Al verlo así, de frente, Iván logró reconocerlo: era su padre. La peor faceta de su padre. Tenía los ojos llenos de derrames, así como múltiples cortadas en el pecho y en los antebrazos. Miró a Iván con una expresión ausente, embrutecida.

Pasaron varios segundos intercambiando miradas. La opresión en el pecho de Iván había remitido en cuanto se interrumpió el flujo de palabras. La capa blanca sobre sus ojos igualmente había desaparecido. Sin embargo, el terror persistía: ¿qué era esa cosa que había creído ver en el humo?, ¿y por qué su padre estaba haciendo algo que los lastimaba?

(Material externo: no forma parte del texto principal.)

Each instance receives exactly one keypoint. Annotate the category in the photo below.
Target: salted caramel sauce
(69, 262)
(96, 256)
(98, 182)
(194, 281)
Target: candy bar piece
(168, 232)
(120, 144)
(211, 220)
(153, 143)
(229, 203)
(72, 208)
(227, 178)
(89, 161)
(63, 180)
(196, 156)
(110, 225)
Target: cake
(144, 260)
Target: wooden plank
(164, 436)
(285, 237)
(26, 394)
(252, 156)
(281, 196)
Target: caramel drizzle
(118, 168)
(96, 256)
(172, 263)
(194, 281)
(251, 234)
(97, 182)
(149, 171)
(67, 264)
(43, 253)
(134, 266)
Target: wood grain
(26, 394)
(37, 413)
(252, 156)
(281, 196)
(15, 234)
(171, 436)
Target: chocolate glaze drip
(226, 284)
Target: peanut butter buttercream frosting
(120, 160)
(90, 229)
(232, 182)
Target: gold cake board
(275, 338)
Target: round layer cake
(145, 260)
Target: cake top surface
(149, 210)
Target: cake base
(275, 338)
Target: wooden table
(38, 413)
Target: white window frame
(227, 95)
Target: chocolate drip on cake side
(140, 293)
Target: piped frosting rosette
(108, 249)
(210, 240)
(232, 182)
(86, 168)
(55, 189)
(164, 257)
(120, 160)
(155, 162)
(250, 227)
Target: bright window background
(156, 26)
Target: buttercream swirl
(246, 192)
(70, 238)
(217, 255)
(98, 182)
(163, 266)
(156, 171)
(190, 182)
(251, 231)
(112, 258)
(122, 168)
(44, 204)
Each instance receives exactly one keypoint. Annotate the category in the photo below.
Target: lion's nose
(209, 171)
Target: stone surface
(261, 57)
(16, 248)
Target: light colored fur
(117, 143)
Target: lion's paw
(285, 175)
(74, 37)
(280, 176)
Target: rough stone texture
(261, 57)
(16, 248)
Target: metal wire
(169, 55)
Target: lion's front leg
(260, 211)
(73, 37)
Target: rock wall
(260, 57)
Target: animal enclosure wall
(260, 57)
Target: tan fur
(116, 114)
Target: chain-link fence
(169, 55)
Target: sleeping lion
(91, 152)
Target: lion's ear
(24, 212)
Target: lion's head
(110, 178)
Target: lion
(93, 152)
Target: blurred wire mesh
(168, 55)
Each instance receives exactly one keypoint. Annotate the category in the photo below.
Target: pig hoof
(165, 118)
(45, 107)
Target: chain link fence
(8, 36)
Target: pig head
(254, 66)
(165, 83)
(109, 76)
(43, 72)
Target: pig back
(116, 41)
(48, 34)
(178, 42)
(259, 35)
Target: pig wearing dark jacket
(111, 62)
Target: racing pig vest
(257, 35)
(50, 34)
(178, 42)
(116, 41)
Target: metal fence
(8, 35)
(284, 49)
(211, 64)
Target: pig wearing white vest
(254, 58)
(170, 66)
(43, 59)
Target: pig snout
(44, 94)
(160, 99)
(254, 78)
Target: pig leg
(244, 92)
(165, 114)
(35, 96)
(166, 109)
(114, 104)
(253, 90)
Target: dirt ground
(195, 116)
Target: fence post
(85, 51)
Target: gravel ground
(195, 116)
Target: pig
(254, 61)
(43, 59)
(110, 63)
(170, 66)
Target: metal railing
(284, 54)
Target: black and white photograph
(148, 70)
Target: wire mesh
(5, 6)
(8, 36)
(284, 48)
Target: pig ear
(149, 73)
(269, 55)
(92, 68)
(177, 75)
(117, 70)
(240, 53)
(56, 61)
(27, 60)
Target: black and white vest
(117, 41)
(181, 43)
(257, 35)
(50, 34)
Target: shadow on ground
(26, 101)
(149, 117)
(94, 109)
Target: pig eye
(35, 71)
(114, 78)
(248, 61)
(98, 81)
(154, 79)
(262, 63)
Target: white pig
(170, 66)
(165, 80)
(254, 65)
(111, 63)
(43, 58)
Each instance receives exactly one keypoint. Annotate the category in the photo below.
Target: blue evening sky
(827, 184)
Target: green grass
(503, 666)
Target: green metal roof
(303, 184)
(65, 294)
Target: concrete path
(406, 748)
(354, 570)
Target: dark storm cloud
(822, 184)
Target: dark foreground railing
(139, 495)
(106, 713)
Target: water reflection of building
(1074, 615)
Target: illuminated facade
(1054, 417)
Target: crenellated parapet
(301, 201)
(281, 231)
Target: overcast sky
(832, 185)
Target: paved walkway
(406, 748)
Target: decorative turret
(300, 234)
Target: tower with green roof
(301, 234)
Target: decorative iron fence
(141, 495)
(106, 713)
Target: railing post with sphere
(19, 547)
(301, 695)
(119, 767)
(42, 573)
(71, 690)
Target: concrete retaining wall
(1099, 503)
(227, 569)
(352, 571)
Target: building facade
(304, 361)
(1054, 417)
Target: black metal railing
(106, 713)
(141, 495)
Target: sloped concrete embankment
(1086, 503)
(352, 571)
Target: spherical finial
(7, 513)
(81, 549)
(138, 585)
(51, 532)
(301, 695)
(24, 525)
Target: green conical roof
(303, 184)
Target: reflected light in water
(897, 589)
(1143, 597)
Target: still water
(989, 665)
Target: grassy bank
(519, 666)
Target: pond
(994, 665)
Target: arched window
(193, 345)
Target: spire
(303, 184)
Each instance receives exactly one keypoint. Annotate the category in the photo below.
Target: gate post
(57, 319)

—¿Q-qué haces? —preguntó Iván.

Su padre echó a andar hacia él con un movimiento rápido. Iván, casi al mismo tiempo, corrió hacia la puerta.

Volvió al laberinto de penumbras de la planta baja.

Tropezó en varias ocasiones. El saberse perseguido lo hacía desconocer la casa. Los objetos se interponían en su camino con una malicia sobrenatural. Las paredes le salían al paso y lo obligaban a buscar rutas alternas. Un relámpago le permitió ver que su padre estaba a punto de alcanzarlo, pero también notó que había una puerta abierta a un par de metros de ahí.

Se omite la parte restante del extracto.